My mother has always told me that there is always someone better off and worse off than you. You can always be discontent with where you are, but if you flip it the other way around, you can learn to appreciate where you are now. As they say, comparison is the thief of joy. It sucks, but life is not always going to go your way. And that is something that I am constantly trying to accept. Sure, I can say that I am doing all that I can to make life what I want it to be, but deep down I know that is a lie. If we are being honest, I SUCKED at time management the past two weeks. Sucked! Plain and simple. Got way behind on my homework, overwhelmed myself, lost sleep tying to catch up, and put myself in this vicious cycle of trying to dig myself out of a hole. But I did it to myself, and I can’t blame anyone else or act like I was doing my best because that is not how things are going to get better.
Sure, my blood sugar has been rough lately. But I come home from class every day and I take a nap. I can justify that to myself all I want, saying that I had to work harder than others today because I was running high and still had to do everything they were doing. But that’s life. That’s not a pass for me to tap out of the rest of my responsibilities for the day but that is what I have been doing. And I realize now my mistake.
Life is meant to be lived. Something I know that I need to work on, as well as probably everyone else, is being present where I am. Being content with what I am doing and knowing that I am trying my best. Instead, I log into Instagram and I see some people that seem to be handling their Type One way better than me. Their A1C is lower, they actually got a workout in this morning, they made a healthier eating choice.

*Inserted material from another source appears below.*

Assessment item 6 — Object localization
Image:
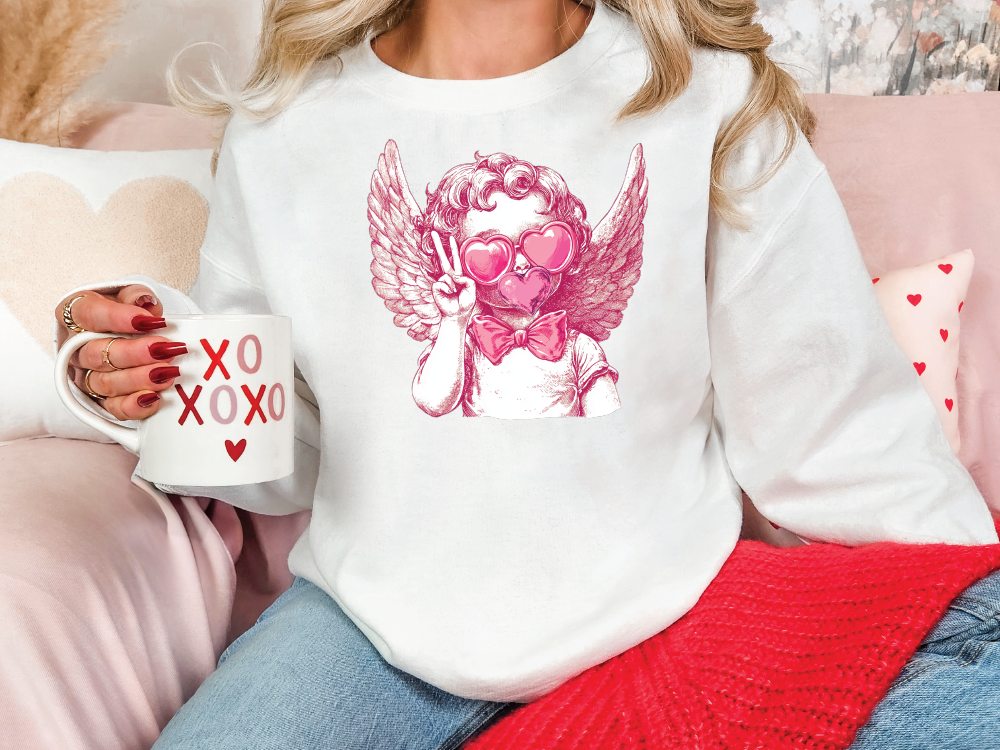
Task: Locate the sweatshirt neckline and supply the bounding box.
[344,0,620,113]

I start to feel bad about my nap and the bag of the Doritos I got from the vending machine while I was wrapped in a fuzzy blanket- lol. Then I will scroll, and I will see an old friend on vacation, and I get mad that I am taking classes and having to actually do work. But there was a time when I was praying with all my might that I would be accepted into a good school. There was a time when I made a bargain with myself, saying that “If I get into this school, I will finally relax and I won’t even need anything else because I am going to be so happy”. I do that a lot. Always jumping to the next big thing I think I want, or need, to be happy, instead of taking life as it comes and being content where I am. You, and I, we are exactly where we need to be, and we do not have to have it all together and figured out right now to feel good about what is going on.
And if I slow down and look around I see that there actually is a lot of good at work in my life, and I know I need to stop worrying and making excuses and stupid bargains with myself. I am lucky that I woke up this morning at my dream school. With a good blood sugar. And the best technology I can have. And a wonderful community of support. I am lucky that I am alive today. But things like this are often overlooked in the hustle and bustle of life. And I realize now that I am never too busy to take a few seconds every day to see the happy things.

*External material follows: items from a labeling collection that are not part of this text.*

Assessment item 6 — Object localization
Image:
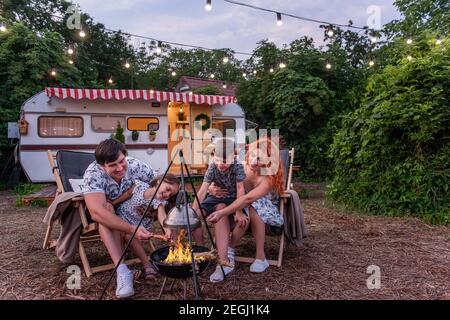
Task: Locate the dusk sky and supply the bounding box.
[75,0,400,58]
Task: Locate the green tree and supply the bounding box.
[329,33,450,225]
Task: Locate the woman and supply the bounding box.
[207,138,284,282]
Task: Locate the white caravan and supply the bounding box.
[19,88,245,182]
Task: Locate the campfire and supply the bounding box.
[163,230,208,264]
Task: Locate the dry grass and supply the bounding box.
[0,192,450,299]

If there are things in my life that I am not happy with, I have come to terms with the fact that chances are, it’s the result of MY decisions. The grass is greener where you WATER it. So yeah, she has a better A1C, and she worked out, and ate her avocado toast, but good for her. I am proud of her. If that is what I want for myself, then I need to get off of my booty and go get it. And so do you. There is so much life waiting to be lived, so put your phone down, be present where you are, and go LIVE. Get what you want, be happy. Just make sure you do it for yourself.